Et voilà de retour le rebelle, la marque en dispute, la cocarde en haut du mât. Le sens des mots-clés change plus vite hélas que le cœur d’un mortel. Il faut pister le rebelle dans les coins, soit. Mais comment séparer l’original de la copie ?
Les signataires auraient hier refusé de s’asseoir à côté du Che, qui envoyait les homos en camp de travail et ne s’indignait pas trop du non-partage des tâches ménagères. Ils auraient mis au piquet André Breton, qui excommuniait pour » ignominie morale » le peintre Roberto Matta pour avoir couché avec l’épouse d’un affilié. Ils auraient claqué la porte à Lénine et Trotski, ces petits cousins, dans le privé, de la reine Victoria. Le chassé-croisé des avant-gardes est un lieu commun.

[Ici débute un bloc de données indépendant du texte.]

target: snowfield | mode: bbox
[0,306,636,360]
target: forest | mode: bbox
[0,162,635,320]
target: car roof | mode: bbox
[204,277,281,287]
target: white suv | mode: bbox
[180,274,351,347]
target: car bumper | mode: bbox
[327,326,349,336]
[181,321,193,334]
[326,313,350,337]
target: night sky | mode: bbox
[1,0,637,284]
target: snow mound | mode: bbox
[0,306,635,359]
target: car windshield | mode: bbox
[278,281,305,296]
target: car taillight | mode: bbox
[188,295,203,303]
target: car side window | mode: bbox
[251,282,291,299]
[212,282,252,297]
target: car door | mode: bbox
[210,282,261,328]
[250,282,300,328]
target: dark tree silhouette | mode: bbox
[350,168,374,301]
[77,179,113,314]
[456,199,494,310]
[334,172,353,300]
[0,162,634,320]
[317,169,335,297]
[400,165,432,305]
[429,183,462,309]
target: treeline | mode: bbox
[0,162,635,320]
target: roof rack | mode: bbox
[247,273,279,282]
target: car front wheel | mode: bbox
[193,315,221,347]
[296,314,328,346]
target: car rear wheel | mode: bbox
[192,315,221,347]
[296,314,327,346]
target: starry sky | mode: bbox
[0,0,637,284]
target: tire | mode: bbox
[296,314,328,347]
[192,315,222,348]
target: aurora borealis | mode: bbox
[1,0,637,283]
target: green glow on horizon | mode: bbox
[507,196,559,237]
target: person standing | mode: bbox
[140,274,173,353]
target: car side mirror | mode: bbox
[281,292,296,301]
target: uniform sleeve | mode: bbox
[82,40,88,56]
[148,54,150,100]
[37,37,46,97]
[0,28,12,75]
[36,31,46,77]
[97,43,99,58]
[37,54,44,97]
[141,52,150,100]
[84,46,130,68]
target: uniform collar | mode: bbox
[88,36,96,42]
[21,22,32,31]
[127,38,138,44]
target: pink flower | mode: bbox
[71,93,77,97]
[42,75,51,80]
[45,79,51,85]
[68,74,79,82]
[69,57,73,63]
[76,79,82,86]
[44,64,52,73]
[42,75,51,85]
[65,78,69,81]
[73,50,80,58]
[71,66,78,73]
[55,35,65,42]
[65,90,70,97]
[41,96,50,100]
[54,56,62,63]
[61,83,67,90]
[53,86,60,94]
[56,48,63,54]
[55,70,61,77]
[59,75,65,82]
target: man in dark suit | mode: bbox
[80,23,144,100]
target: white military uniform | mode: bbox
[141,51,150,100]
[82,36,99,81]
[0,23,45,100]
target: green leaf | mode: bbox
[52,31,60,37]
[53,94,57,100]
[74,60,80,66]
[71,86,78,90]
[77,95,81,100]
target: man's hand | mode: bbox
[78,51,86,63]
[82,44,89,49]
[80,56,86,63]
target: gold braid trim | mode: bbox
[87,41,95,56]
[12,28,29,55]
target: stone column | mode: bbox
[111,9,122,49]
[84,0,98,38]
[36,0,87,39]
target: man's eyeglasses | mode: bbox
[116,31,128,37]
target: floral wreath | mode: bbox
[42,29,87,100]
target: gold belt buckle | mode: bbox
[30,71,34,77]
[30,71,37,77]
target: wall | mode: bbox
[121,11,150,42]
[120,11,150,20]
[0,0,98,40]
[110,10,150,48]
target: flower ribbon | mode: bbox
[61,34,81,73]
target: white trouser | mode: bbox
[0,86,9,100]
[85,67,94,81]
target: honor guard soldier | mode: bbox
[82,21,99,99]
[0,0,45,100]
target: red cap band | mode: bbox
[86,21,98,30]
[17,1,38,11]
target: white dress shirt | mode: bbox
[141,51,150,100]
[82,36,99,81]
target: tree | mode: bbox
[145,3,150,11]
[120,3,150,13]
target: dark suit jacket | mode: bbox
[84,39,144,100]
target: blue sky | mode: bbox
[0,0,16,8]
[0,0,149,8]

Les esprits avancés qui ont lutté contre l’exploitation des prolétaires et le joug colonial étaient le plus souvent retardataires, voire franchement réacs, en matière de culture et de mœurs. Et l’extorsion de la plus-value, travail des enfants et semaine de cinquante heures ne troublaient pas trop les mutins de l’ordre patriarcal et pudibond. Je ne me souviens pas avoir vu hier au premier rang de la lutte pour la légalisation de l’avortement les ouvriers cégétistes. C’était des militants communistes, pas encore des rebelles. Un train de retard. Tempus fugit.
La rébellion, ce vieux service public, s’est privatisée avec le temps, tout comme le Crédit lyonnais, et demain les hôpitaux. La pointe avancée a quitté la sphère du travail pour celle des loisirs, Billancourt pour le Marais, la chaîne pour le lit. Extension du domaine de la lutte, diraient les nouveaux entrants, qui placent la » dé-ghettoïsation des questions sexuelles » au premier plan des luttes contre » les mécanismes cachés de domination « . Extension de l’embourgeoisement des lignes de fuite, répondra le sortant, qui peinera à voir dans les prostitués, les femmes battues, les transgenres et les intraitables de la plume les bataillons de fer du combat anticapitaliste. Si l’on ose suggérer une suspension du feu entre les enfants de Marx-Engels et ceux de Bourdieu-Foucault, c’est pour une raison factuelle, et assez triste. Le » total rebelle « , l’insurgé intégral, le révolté tous azimuts, je ne l’ai jamais rencontré.